London's Horseshoe Brewery
London's Horseshoe Brewery
Public Domain, Wikimedia Commons

In the fall of 1814, one of history's most bizarre disasters befell London when a 15-foot wave of beer flooded an entire neighborhood and left eight people dead.

The Horse Shoe Brewery on Tottenham Court Road in London boasted a massive 22-foot-tall vat that held some 160,000 gallons of dark porter. On October 17, 1814, one of the metal hoops meant to secure it snapped, and the wooden vat succumbed to the immense pressure of all that fermenting brew. The gushing beer smashed open the brewery's other vats, resulting in a raging sea of beer that burst forth from the building.

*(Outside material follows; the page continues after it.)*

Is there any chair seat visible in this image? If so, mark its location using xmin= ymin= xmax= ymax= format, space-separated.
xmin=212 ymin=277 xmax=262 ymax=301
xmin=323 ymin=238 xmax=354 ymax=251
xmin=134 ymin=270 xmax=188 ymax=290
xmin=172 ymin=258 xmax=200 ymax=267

Over 1 million liters of beer flooded out onto the road and raced through the St. Giles neighborhood. The area was crammed with crowded slums, and many inhabitants couldn't escape in time. According to The Independent: "Hannah Banfield, a little girl, was taking tea with her mother, Mary, at their house in New Street when the deluge hit. Both were swept away in the current, and perished."

Others who were gathered in a cellar for a wake were caught by surprise by the flood and drowned in beer. A wall of a nearby pub crumbled and crushed a 14-year-old girl who was standing next to it. In total, eight people perished in the accident.

Unsubstantiated rumors persist that rowdy locals brought pots and pans to the river of beer in an attempt to round up free drinks. In reality though, the citizens of St. Giles were lauded in the press for their help with the rescue efforts, keeping quiet in the aftermath in order to help listen for the screams of their trapped neighbors.

This story has been updated for 2020.